On December 16, 2016, Carter re-signed with the Rangers on a new minor league contract. However, he was later released by the organization prior to the start of the 2017 season.

===Lancaster Barnstormers===
On April 29, 2017, Carter signed with the Lancaster Barnstormers of the Atlantic League of Professional Baseball. Operating mainly as a closer, he posted career highs in saves (31) and ERA (3.12). He became a free agent following the season.

===Rieleros de Aguascalientes===
On February 9, 2018, Carter signed with the Rieleros de Aguascalientes of the Mexican League. In the first half of the season, he pitched to a 4–3 record with a league-leading 1.93 ERA and 0.95 WHIP. He was named a Midseason All-Star of the LMB's North Division.

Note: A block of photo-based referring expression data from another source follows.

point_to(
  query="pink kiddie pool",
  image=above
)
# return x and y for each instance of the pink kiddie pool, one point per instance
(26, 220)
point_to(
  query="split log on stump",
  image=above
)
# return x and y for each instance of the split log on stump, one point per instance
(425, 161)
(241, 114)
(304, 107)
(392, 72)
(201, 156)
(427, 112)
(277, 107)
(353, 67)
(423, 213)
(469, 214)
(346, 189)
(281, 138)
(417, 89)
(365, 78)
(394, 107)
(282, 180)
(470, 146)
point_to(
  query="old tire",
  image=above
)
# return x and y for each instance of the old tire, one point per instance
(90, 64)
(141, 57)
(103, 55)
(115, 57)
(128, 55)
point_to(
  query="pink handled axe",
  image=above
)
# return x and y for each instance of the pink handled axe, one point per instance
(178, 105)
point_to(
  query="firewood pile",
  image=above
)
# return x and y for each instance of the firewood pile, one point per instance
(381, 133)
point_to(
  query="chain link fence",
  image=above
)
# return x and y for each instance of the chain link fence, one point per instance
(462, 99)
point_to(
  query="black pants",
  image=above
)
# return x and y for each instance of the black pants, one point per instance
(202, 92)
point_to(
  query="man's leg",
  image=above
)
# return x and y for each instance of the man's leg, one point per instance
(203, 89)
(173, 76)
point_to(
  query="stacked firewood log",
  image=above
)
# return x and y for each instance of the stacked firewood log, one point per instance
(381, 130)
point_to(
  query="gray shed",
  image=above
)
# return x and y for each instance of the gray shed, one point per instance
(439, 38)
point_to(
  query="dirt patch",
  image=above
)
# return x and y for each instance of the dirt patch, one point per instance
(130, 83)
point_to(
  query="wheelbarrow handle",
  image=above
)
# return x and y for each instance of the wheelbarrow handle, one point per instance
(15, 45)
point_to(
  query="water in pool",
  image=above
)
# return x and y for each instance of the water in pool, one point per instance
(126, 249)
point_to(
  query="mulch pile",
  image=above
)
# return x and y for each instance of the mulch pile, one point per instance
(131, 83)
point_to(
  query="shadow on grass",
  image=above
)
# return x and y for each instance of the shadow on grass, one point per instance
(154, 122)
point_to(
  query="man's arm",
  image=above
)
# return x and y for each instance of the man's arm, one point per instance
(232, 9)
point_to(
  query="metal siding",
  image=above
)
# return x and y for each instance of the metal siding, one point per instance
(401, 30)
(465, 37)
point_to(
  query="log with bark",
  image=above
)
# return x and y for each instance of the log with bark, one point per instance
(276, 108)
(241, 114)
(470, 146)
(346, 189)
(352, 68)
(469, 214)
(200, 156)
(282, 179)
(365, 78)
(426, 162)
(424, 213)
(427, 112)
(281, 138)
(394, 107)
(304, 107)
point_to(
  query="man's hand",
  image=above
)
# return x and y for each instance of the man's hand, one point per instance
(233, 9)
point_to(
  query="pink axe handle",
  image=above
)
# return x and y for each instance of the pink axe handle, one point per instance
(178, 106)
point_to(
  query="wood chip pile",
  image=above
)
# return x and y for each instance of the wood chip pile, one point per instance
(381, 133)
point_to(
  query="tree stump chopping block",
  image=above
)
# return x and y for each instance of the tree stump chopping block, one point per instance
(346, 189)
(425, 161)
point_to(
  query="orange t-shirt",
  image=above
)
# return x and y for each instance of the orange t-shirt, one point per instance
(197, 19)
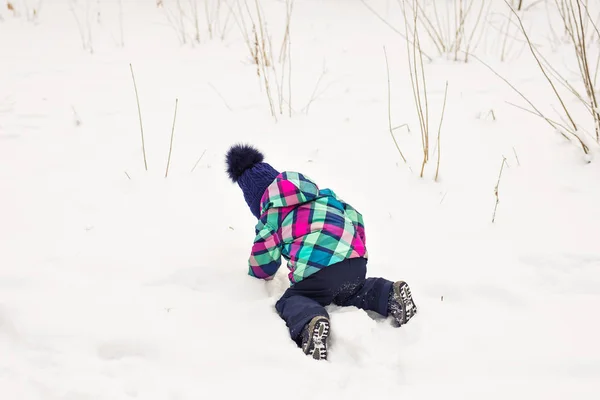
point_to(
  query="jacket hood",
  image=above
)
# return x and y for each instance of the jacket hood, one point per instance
(289, 189)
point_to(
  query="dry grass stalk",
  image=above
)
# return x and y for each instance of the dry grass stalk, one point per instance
(417, 75)
(172, 135)
(558, 127)
(437, 169)
(496, 189)
(456, 37)
(573, 129)
(387, 67)
(140, 117)
(575, 26)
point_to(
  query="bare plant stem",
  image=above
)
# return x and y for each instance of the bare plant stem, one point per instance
(140, 116)
(390, 106)
(541, 67)
(437, 169)
(496, 189)
(172, 135)
(264, 60)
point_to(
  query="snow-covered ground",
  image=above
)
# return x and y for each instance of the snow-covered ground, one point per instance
(119, 283)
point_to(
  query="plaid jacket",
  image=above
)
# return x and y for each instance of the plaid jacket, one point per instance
(309, 227)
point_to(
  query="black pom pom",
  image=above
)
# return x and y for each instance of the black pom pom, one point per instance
(239, 158)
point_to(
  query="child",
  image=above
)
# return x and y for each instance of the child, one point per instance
(323, 240)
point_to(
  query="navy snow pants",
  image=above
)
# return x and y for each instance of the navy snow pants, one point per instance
(343, 284)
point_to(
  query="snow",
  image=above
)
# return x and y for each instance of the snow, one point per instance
(119, 283)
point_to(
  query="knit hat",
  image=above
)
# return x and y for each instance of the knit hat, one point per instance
(245, 167)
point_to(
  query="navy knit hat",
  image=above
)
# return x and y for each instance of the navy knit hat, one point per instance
(245, 167)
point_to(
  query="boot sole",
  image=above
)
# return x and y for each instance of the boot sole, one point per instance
(403, 296)
(316, 346)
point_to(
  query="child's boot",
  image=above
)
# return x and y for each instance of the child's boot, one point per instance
(314, 338)
(401, 305)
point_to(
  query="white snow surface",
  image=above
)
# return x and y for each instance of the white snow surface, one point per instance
(118, 283)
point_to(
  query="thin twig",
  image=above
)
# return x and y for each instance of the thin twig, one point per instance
(538, 112)
(496, 189)
(437, 169)
(140, 116)
(390, 106)
(541, 67)
(172, 134)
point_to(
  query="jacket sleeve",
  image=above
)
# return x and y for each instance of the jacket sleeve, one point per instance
(265, 257)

Carter returned for the second portion of the year, registering a 1–3 record and 5.70 ERA in 22 relief appearances.

===Saraperos de Saltillo===
On February 5, 2020, Carter signed with the Saraperos de Saltillo of the Mexican League. He did not appear in a game in 2020, as the LMB season was canceled due to the COVID-19 pandemic. Carter re-signed with the club for the 2021 season. He made 18 appearances as the team's closer, posting an 0–2 record with a 4.67 ERA, 19 strikeouts, and seven saves.

In 2022, Carter made 12 appearances for Monterrey, recording a 3.60 ERA with seven strikeouts and four saves over 10 innings pitched. Carter was released by the Sultanes on June 3, 2022.

==International career==
In May 2021, Carter was named to the roster of the United States national baseball team for qualifying for baseball at the 2020 Summer Olympics. After the team qualified, he was named to the Olympics roster on July 2. The team went on to win silver, falling to Japan in the gold-medal game.